A Christmas Carol which is a bildungsroman written by Charles Dickens in the 1800’s, an undermining social diatribe possibly accusing the political injustice. As a Unitarian he was passionate about morality and ethics and abhorred the poverty inflicted on the underclass by the obnoxious upper-class. The poor were merely pledged to a life working for little pay often in the Debtor’s prisons enacted by the Poor Laws. Dickens critiques this through the use of Scrooge the protagonist of the novella whom undergoes a transformative change which shows the effects on himself and those around him. He begins as an allegory for the exploitive parsimonious upper-class, exemplified as being a money lender. Dickens, who passionately believes in a full humanity uses the theme of injustice symbiotically with redemption to unify all classes in a more civilised and utopian idealistic society. His reformation is aided by the three ghosts, who show him his past present and future and how his actions have influenced others.

        In the exposition Scrooge is introduced as a ‘squeezing, wrenching, grasping, scraping, clutching, covetous old sinner’, and this lexis of constricting verbs suggest his violent and manic pursuit for money, which shows his greed and materialistic needs as he ‘clutches’ out of desperation. The phrase ‘solitary as an oyster’ could connote to several things.
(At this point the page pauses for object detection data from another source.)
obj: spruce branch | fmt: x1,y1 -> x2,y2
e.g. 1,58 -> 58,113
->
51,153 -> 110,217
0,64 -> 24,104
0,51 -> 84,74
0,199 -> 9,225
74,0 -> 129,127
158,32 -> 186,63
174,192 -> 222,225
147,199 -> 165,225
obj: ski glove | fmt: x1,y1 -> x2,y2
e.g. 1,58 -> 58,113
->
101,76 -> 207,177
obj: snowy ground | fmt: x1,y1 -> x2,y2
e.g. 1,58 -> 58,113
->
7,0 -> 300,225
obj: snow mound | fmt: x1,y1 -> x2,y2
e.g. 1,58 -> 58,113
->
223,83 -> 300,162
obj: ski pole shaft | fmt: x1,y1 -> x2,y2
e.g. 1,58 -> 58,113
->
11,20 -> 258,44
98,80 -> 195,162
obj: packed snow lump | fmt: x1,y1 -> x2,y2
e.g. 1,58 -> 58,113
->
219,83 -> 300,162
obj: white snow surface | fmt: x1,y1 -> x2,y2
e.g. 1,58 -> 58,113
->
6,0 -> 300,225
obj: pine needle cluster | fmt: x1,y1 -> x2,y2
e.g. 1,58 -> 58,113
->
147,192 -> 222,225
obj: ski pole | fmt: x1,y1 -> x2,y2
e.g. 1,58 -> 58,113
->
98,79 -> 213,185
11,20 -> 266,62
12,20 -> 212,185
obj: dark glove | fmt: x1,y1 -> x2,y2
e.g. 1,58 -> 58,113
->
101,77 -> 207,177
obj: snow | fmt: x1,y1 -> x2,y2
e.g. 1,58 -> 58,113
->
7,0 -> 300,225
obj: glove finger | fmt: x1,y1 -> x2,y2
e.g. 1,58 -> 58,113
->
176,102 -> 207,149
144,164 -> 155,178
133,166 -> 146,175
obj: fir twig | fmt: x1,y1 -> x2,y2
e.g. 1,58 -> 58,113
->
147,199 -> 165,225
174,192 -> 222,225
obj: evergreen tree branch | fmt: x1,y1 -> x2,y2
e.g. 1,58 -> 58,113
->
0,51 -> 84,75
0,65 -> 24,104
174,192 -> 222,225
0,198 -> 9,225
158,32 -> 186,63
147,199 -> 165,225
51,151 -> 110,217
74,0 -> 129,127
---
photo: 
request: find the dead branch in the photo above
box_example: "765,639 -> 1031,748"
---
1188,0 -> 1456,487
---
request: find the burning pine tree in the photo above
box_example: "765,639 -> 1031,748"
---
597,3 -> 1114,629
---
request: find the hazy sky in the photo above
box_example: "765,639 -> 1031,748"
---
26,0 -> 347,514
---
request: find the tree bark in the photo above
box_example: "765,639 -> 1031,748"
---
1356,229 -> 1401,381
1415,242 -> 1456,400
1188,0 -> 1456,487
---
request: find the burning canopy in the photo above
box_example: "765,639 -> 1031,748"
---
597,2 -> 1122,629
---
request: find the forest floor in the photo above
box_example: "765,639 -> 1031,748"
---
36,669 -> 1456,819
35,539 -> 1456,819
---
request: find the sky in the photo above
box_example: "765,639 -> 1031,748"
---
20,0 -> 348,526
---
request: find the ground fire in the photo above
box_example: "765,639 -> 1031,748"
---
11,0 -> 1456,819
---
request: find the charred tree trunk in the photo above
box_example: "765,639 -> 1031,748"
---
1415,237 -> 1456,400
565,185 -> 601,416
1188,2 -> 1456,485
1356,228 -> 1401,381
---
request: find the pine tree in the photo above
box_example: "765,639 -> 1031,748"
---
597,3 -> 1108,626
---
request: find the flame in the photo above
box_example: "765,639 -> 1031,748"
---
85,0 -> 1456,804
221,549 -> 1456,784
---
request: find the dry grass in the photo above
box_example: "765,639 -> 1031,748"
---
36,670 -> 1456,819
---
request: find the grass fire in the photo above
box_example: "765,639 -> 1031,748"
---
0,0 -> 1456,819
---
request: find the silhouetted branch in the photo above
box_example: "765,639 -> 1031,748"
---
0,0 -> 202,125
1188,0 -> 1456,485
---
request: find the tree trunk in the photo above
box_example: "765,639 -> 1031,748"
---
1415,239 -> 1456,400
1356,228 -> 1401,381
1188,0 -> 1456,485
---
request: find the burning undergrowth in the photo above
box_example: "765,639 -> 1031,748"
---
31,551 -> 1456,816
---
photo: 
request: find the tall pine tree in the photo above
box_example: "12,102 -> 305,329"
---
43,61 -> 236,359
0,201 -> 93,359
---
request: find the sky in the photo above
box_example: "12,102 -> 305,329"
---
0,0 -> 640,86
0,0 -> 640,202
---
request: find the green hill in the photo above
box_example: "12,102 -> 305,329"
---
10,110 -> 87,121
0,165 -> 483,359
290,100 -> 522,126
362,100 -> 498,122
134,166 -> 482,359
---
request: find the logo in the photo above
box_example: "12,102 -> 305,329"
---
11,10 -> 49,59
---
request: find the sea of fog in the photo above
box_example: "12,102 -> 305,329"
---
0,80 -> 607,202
Firstly, an ‘oyster’ is a calcified shell that is extremely difficult to open, likewise, Scrooge is very emotionally difficult to converse with. This could refer to his oblivious attitude to the poor, and be the reason the rich upper-class dismiss the lower class. However, in time, the ‘oyster’ opens to reveal a pearl. This could implicitly infer that with force, he could become a better person. This imagery is used to show how Scrooge has become metaphorically emotionally frozen because of his actions and isolation. ‘External heat and cold had little influence on Scrooge’ shows that the bad weather (or his negativity) is coming from him which is why it doesn’t affect him. The use of ‘misanthropic ice’ later in the stave enforces the idea that his wealth and disregard for others and humanity to find wealth is what has led to his frozen emotions ‘misanthropic’ could have been used to show his hatred for humanity but also his disliking for the poor because of their lack of wealth. This was a common opinion at the time when workhouses and debtors prisons were common and were funded indirectly by the wealthy middle class industrialists and so Scrooge could believe that this action justifies his lack of generosity and humanity to the poor.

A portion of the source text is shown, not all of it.